Thursday, December 23, 2010

Pension Checks Stopped in Alabama City

The pension fund of Prichard, Alabama has run dry. It only impacts a small number of retired town workers, but it provides a hint at what might happen on a larger scale when some biggies run out of dollars.

NYT provides a blow-by-blow of what's going down in Prichard:

This struggling small city on the outskirts of Mobile was warned for years that if it did nothing, its pension fund would run out of money by 2009. Right on schedule, its fund ran dry.

Then Prichard did something that pension experts say they have never seen before: it stopped sending monthly pension checks to its 150 retired workers, breaking a state law requiring it to pay its promised retirement benefits in full.
Since then, Nettie Banks, 68, a retired Prichard police and fire dispatcher, has filed for bankruptcy. Alfred Arnold, a 66-year-old retired fire captain, has gone back to work as a shopping mall security guard to try to keep his house...

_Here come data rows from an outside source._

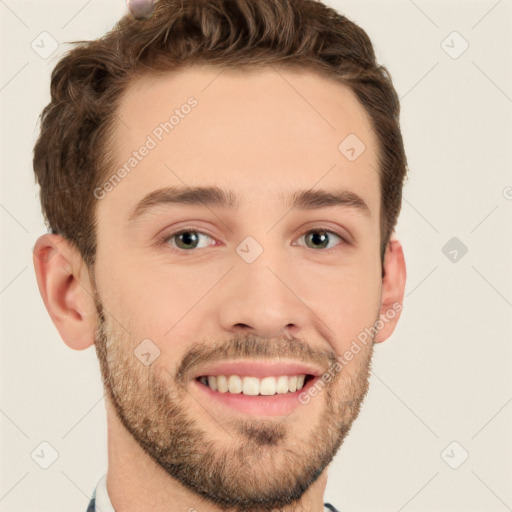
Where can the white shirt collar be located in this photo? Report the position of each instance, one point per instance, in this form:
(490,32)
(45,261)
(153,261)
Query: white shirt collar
(102,501)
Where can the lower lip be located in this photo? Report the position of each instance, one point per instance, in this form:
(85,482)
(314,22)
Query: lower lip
(275,405)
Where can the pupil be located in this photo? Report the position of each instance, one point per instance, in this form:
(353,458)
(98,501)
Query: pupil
(320,234)
(188,238)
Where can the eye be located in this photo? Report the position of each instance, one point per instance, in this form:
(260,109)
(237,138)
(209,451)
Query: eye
(321,238)
(186,239)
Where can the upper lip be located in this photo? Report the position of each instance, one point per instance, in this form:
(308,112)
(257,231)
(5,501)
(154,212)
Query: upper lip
(258,369)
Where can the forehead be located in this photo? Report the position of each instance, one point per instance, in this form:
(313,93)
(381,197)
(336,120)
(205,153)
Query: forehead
(263,133)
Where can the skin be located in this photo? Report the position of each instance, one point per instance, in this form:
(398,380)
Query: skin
(170,448)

Far worse was the retired fire marshal who died in June. Like many of the others, he was too young to collect Social Security. “When they found him, he had no electricity and no running water in his house,” said David Anders, 58, a retired district fire chief. “He was a proud enough man that he wouldn’t accept help.”


The situation in Prichard is extremely unusual — the city has sought bankruptcy protection twice — but it proves that the unthinkable can, in fact, sometimes happen. And it stands as a warning to cities like Philadelphia and states like Illinois, whose pension funds are under great strain: if nothing changes, the money eventually does run out, and when that happens, misery and turmoil follow...
“Prichard is the future,” said Michael Aguirre, the former San Diego city attorney, who has called for San Diego to declare bankruptcy and restructure its own outsize pension obligations. “We’re all on the same conveyor belt. Prichard is just a little further down the road.”...Last week several dozen retirees — one using a wheelchair, some with canes — attended the weekly City Council meeting, asking for something before Christmas. Mary Berg, 61, a former assistant city clerk whose mother was once the city’s zookeeper, read them the names of 11 retirees who had died since the checks stopped coming.

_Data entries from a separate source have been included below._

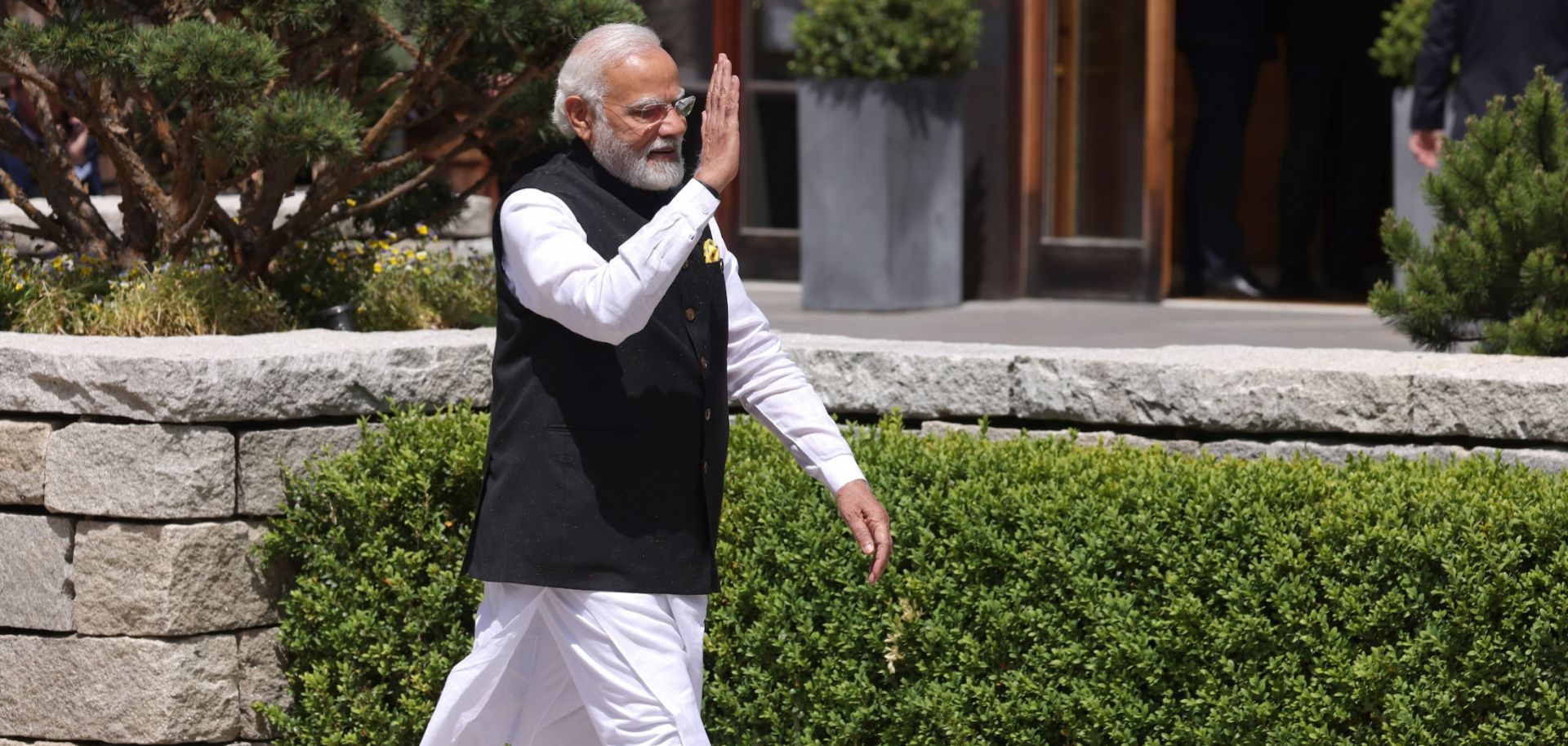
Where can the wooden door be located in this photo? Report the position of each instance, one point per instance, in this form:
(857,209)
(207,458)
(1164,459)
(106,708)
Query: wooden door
(1097,146)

“I hope that on Christmas morning, when you are with your families around your Christmas trees, that you remember that most of the retirees will not be opening presents with their families,” she told them.

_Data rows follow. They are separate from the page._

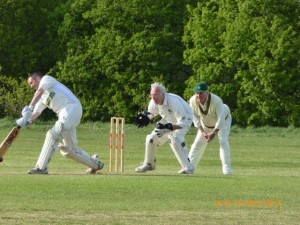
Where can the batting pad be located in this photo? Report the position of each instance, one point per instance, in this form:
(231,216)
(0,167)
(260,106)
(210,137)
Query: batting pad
(79,155)
(49,147)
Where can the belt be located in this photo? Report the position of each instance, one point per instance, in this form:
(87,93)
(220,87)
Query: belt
(213,126)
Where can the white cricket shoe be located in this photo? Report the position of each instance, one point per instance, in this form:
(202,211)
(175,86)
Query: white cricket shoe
(100,165)
(227,170)
(144,168)
(37,171)
(186,171)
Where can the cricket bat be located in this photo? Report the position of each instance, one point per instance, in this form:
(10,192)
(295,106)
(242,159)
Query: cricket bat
(13,134)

The budget did not move forward. Mayor Davis was out of town.

“Merry Christmas!” shouted a man from the back row of the folding chairs. The retirees filed out. One woman could not hold back her tears.
When the crisis gets to the biggies, they will probably print money, which of course will result in price inflation, and result in pensioners across the country with less buying power than they ever could have imagined. In other words, it will eventually impact us all.

3 comments:

  1. Had these employees been given 401ks like the rest of us have, they would have at least had control of the money. While they no doubt would have suffered losses like the rest of us, they would at least have something left. I know several public safety folks that are counting on retiring in the next 5 years at the ripe ol age of 50 with their multi-million dollar pension and health plans. I have advised several, to no avail, to take the payout and run. Its hard for them to consider trading $1.8m for a promised payout that could easily exceed $5m. No doubt it will be ugly when the public service sector pension bubble explodes.

    ReplyDelete
  2. Except that, the Obama Administration has already put out feelers to confiscate all the 401ks, folding them into Social Security. Unless you have possession of something, it's not yours.

    ReplyDelete
  3. California has a retirement system that has a combined liabilities of about five and a half times that of the state's annual tax revenue by fiscal 2012. Fewer than half of the pension plans had assets to cover 80 percent of the promised benefits for fiscal 2009.
    There's no way California can guarantee these public pension payments unless they reform the pension system. One thing for sure, the taxpayers SHOULD NOT get suckered into bailing out the pension plans like they did with the big banks.